La descripción meticulosa de la atmósfera de la ciudad, con los conflictos raciales, las guerras de bandas, la masificación inmigrante, la corrupción política, la inutilidad de los cuerpos de seguridad, y la supervivencia criminal, funciona a la perfección. Cuando nos adentramos en la historia central, el asunto chirría, mayoritariamente de un lado: el amoroso. El personaje de Jenny, absolutamente innecesario, no sólo banaliza el conflicto principal entre Amsterdam y el Carnicero, sino que resta simbolismo a la evidente metáfora que significa la relación entre los antagonistas: el Nativo Cutting, que rechaza violentamente todo lo que viene de fuera, y el inmigrante Vallon, un superviviente que trata de abrirse camino, si es necesario, a navajazos. Hay, en este sentido, un descomunal plano-secuencia muy explicativo que va desde la llegada de centenares de inmigrantes en un barco, que son reclutados inmediatamente en el ejército, hasta la descarga de varios ataúdes con olor a trébol.
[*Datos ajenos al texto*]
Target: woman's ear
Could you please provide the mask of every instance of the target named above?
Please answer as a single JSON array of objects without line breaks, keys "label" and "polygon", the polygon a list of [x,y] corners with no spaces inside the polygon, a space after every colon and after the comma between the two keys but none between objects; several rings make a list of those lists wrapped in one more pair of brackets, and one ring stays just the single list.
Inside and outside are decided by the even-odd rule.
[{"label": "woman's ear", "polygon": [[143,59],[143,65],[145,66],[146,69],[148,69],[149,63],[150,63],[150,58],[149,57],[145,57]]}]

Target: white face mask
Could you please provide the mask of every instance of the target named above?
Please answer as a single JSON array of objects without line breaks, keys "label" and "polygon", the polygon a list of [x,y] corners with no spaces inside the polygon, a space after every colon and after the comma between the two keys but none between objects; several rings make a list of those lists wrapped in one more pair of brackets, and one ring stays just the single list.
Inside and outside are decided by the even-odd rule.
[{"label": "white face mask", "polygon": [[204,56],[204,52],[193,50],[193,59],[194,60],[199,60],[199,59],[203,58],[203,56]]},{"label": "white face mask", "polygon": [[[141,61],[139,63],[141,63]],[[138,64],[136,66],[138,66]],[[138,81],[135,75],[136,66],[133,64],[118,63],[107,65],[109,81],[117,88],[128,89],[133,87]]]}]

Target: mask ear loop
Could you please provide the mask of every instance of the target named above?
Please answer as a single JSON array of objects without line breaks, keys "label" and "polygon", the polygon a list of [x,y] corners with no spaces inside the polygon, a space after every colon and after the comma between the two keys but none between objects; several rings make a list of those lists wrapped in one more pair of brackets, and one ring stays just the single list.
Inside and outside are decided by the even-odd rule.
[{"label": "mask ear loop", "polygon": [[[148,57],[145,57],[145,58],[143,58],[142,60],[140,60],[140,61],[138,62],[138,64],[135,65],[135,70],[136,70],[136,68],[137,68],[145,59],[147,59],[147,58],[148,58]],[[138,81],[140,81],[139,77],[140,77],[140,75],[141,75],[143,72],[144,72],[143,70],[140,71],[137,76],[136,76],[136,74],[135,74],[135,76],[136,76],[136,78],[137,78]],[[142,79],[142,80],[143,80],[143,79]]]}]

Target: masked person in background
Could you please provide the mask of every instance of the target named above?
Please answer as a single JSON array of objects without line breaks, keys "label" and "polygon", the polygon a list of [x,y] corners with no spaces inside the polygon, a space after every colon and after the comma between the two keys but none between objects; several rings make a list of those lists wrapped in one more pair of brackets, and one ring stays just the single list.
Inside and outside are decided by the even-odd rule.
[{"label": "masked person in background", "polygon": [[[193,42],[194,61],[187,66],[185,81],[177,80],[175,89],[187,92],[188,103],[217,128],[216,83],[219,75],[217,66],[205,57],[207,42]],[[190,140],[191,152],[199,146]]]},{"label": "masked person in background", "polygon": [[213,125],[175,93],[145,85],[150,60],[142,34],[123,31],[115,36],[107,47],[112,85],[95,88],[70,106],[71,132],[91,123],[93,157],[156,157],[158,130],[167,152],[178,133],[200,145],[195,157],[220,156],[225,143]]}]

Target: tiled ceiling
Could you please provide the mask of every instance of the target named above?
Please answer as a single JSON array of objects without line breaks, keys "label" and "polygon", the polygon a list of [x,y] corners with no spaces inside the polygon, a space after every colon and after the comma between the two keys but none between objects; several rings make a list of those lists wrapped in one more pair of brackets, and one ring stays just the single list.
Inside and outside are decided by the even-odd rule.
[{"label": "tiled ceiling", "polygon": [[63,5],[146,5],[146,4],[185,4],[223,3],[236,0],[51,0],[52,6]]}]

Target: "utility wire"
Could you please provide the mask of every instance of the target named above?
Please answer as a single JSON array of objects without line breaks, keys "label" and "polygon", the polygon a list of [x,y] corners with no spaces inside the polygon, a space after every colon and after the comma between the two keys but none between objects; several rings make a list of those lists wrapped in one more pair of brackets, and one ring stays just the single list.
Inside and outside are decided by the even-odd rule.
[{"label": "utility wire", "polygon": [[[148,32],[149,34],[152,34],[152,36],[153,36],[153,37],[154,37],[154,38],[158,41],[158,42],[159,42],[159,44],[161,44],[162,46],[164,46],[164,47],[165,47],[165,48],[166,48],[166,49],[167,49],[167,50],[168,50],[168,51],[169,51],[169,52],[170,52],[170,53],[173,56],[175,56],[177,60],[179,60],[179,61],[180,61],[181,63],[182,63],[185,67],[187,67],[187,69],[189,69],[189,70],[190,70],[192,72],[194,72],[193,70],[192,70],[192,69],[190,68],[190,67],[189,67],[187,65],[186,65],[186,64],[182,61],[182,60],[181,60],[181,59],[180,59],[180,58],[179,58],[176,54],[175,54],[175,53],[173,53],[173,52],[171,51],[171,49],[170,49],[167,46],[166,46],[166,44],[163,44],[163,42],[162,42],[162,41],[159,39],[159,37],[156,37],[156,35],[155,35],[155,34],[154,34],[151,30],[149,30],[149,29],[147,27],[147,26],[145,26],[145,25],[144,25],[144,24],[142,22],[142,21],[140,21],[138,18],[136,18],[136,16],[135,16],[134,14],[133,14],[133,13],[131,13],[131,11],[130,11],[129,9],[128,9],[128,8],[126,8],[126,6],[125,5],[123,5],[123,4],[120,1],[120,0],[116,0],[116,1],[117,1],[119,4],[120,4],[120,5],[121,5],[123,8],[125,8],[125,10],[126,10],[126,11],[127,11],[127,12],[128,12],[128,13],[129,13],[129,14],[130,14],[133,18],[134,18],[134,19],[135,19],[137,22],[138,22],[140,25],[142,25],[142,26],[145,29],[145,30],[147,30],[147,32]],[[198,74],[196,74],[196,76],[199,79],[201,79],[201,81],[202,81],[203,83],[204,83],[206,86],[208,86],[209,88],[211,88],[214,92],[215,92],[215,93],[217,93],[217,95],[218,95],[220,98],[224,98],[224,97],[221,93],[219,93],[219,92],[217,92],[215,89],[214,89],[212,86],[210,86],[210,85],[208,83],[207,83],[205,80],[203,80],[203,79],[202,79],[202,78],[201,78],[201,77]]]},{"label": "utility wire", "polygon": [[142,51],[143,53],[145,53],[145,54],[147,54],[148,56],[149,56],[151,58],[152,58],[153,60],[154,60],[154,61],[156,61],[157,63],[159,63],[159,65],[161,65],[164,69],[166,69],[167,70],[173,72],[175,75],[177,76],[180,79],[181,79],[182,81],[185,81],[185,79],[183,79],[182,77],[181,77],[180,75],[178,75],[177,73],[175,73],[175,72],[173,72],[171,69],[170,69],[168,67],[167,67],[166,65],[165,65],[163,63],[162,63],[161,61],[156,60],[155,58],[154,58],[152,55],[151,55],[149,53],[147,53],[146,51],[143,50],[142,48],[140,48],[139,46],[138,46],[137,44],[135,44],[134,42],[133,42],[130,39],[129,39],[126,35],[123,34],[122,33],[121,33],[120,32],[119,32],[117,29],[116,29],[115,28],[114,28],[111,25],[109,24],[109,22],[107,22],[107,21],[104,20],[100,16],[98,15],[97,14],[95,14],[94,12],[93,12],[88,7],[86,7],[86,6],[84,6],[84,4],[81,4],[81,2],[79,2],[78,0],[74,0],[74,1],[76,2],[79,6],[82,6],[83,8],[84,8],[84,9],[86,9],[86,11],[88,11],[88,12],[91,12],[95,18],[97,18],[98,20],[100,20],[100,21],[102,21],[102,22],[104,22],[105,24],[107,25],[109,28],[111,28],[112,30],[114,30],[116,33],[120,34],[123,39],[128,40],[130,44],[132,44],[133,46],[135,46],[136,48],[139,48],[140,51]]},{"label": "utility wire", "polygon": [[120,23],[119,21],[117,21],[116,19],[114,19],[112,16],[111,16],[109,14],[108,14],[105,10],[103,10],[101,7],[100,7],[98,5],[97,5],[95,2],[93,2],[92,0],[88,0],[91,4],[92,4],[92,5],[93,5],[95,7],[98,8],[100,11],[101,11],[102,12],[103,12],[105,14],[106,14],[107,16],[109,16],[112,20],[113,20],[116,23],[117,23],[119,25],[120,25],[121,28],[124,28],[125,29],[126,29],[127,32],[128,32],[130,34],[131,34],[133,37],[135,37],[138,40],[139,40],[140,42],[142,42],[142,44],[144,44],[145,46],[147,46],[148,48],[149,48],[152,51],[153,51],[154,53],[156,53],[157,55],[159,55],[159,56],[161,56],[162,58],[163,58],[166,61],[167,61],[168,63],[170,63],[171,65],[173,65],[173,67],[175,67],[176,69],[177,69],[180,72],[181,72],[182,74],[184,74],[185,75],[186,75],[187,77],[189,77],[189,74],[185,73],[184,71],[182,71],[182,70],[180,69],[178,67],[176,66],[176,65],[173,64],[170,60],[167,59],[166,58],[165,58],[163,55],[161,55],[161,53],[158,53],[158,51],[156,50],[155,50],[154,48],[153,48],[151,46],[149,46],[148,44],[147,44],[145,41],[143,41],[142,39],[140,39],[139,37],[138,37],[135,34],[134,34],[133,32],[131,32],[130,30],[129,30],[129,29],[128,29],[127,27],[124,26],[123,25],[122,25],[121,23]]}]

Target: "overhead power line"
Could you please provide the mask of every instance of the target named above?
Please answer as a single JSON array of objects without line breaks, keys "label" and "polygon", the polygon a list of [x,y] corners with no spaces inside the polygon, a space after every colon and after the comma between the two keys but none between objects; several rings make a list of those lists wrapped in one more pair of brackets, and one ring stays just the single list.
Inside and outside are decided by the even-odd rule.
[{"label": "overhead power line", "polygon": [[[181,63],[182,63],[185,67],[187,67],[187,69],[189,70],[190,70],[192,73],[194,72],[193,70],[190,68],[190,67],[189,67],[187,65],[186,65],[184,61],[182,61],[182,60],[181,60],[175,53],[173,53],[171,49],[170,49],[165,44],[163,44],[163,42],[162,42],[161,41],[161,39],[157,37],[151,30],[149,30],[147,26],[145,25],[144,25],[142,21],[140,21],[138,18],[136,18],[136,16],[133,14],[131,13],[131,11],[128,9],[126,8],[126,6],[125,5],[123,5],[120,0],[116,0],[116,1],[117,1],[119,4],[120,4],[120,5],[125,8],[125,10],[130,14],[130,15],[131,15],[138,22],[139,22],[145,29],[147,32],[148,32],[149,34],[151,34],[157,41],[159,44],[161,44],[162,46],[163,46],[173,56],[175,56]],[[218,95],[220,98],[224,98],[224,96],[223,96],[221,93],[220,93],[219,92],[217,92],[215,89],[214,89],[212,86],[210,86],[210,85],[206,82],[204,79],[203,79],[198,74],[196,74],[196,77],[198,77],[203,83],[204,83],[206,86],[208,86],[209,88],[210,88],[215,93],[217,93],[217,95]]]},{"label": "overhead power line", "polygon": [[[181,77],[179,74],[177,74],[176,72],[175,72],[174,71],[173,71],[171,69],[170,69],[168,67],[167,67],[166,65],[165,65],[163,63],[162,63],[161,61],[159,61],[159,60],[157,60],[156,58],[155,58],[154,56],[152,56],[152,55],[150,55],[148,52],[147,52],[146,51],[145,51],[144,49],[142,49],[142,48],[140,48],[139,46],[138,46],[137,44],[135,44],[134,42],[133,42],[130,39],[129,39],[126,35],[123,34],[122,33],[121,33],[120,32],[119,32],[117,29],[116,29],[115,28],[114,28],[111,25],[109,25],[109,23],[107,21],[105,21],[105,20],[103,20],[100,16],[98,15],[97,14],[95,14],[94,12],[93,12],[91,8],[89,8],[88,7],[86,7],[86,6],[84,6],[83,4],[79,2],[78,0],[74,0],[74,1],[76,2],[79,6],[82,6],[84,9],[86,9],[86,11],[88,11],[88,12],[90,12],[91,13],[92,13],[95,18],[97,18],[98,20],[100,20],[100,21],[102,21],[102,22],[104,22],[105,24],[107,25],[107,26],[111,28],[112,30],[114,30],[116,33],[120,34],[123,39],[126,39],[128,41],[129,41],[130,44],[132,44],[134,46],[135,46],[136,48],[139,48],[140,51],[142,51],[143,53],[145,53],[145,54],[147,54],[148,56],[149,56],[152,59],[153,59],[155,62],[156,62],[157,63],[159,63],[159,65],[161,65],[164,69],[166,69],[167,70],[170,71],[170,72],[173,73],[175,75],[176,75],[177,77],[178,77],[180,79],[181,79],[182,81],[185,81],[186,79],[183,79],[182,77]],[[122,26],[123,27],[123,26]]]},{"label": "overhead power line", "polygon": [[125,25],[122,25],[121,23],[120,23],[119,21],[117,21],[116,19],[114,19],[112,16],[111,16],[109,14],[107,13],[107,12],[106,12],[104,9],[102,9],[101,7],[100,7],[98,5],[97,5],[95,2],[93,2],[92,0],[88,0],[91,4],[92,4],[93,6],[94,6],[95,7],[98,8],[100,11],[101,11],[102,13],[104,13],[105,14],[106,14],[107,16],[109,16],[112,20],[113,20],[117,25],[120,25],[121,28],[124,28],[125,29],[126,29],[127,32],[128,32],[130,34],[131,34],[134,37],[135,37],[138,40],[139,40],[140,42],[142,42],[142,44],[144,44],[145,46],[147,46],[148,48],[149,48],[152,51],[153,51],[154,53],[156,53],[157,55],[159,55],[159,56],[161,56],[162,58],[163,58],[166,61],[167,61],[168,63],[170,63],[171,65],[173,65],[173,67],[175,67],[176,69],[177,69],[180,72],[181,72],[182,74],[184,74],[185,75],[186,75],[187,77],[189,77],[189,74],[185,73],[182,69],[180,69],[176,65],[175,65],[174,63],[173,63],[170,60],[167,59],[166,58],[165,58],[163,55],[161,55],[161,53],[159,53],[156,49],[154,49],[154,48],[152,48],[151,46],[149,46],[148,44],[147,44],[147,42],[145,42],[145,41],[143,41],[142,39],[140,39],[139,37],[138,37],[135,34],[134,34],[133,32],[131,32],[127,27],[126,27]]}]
A pesar de Jenny, de todas formas, la película avanza con paso firme, ritmo adecuado y con la suficiente grandilocuencia, hasta un punto álgido que coincide con la celebración del aniversario de la victoria de los Nativos en un garito chino. A partir de ahí, inopinadamente, la historia se acelera a trompicones (hay algún tijeretazo vergonzoso), y Marty no da con la tecla. Ni siquiera las escenas de masas del final, que cuentan la descerrajada insurrección ciudadana contra los reclutamientos obligatorios en 1863, se salvan del todo, creando cierta confusión en el espectador sobre lo que realmente está pasando.
El gran eje sobre el que acaba girando el film es Daniel Day Lewis, quizás el actor con más presencia de los últimos veinte años. Su Bill el Carnicero es una creación asombrosa, desde el mismo acento (una voz nasal que habla a escupitajos): racista, xenófobo, salvaje, primario, sucio, arrogante, manipulador. El yerno perfecto. Sin embargo, alberga un atractivo animal, y proviene de su sentido del honor, que le permite admirar sinceramente a su antiguo enemigo el Reverendo, y de ciertos jirones de humanidad, resueltos en un maravilloso monólogo envuelto en una bandera americana. La película crece con Day Lewis, y decae sin él. A su lado, los esfuerzos de DiCaprio palidecen (ya no digo de la ex-ángel de Charlie. Animalico), a pesar de su aproximación a un acento irish. Bill el Carnicero será lo que perdure de esta irregular pero enérgica y notable película, rematada con un plano del skyline neoyorkino en el que, polémicamente, se incluyeron las Torres Gemelas que había barrido Bin Laden un año antes. Como dijo Marty, “este es un film para quienes construyeron América, no para quienes intentaron destruirla”.